Communication is a key element in all successful business dealings and there is nothing worse than having a conversation where one of the parties ends up confused or misunderstood. It is becoming increasingly common for companies to do business or have staff that doesn't speak English as their first language. With the nuances of language, it is easy to have misinterpretations due to poor translation. When conveying messages that entail a lot of details, you will want to make sure your message is crystal clear, especially when it comes to tasks and deliverables. If you are conducting business via international conference call with people who aren't native English speakers, you have a couple of options to ensure that everyone is on the same page.
- Have a translator on the call. Hiring a translator to repeat what you say in the dominant language of the participants can be extremely useful. It is important to have your call agenda in place so that the translator will know what the call entails. Remember to also give them short bursts of conversation to work with rather than talking for 10 minutes, and expecting your translator to be able to translate verbatim what you have said. Ideally, you will work with your translator in advance to find the best system.
- Have the call transcribed. Having a transcription of your call is an easy way to make sure that everyone has a copy of exactly what was said. This transcription can be translated into various languages and given to your callers. This will make it even easier for them to read back to clarify any questions that they might have.
- Create a CD or mp3 of the call that is translated into the language your participants require. This way they can play it back, rewind and listen to the call as many times as they need to in order to understand the nuances.
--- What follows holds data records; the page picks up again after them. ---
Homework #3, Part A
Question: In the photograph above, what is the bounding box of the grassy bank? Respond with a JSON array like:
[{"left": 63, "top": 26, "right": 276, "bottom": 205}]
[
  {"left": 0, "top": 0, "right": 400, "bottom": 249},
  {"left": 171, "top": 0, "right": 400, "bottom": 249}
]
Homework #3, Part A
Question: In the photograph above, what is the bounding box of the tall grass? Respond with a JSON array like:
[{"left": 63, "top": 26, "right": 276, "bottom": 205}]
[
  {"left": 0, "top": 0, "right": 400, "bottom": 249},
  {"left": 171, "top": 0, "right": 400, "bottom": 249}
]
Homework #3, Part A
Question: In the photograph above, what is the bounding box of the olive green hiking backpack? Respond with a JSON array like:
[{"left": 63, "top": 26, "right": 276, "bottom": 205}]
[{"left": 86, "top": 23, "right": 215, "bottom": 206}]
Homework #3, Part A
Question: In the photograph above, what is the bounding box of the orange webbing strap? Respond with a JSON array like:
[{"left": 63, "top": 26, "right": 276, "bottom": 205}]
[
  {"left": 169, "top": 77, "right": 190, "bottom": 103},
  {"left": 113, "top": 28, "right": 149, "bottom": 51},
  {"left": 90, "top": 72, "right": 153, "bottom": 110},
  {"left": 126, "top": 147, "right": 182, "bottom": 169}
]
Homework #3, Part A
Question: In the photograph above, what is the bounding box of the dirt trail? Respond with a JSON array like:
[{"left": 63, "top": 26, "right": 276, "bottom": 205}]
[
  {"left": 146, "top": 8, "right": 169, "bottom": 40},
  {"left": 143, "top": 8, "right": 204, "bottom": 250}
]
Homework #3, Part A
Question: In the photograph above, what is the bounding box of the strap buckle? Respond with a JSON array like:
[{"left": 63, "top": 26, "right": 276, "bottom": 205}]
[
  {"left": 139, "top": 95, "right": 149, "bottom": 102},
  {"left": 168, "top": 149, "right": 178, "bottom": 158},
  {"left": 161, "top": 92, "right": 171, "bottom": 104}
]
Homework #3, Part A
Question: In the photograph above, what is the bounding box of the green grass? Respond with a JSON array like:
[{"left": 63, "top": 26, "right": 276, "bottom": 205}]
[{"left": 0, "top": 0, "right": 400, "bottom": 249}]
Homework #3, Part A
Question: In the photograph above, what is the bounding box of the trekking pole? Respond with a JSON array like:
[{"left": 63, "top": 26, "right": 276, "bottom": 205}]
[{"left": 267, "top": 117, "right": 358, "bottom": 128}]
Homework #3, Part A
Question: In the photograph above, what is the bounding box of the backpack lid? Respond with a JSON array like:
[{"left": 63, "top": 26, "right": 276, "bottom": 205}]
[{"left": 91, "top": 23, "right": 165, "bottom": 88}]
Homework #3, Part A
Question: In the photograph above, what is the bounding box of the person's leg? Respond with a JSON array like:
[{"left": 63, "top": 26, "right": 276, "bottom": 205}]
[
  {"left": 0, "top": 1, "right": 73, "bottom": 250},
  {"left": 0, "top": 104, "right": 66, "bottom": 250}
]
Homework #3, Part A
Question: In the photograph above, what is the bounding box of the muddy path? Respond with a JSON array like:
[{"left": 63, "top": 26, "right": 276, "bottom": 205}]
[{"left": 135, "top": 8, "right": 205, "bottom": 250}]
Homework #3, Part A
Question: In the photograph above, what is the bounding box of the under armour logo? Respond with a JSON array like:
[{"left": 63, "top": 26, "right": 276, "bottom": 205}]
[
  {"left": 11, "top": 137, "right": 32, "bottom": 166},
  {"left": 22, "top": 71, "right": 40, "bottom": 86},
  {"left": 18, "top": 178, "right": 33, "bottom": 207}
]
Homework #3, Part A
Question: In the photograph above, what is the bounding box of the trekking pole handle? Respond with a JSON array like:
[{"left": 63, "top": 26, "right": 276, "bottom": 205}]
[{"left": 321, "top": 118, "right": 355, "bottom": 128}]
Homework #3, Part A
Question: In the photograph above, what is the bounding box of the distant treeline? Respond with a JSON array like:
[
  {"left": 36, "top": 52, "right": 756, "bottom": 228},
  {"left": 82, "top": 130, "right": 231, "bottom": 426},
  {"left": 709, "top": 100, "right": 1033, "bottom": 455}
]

When speaking to someone who does not speak your language as their first language, it is also very important to avoid colloquialisms, slang, or specific sayings that might not have any meaning, or a completely different meaning, to the person that you area speaking with. For example, in the UK they use the word trousers instead of pants, and when someone says pants, they typically mean an undergarment. If two English speaking cultures can have such vagaries in the meaning of a word, imagine what could happen with someone who inadvertently mistranslates a phrase or word into another language.
Bridging the language barrier while conducting business is never easy, but it is necessary in today's business world. Business is not just done in our own back yard anymore and with the increase in non-native English speakers doing business with native English speakers, having a system in place to make sure that everyone is on the same page is important. Using a few simple and effective tools to ensure that everyone understands the conference call will decrease the likelihood for misinterpretations, save time, and increase productivity.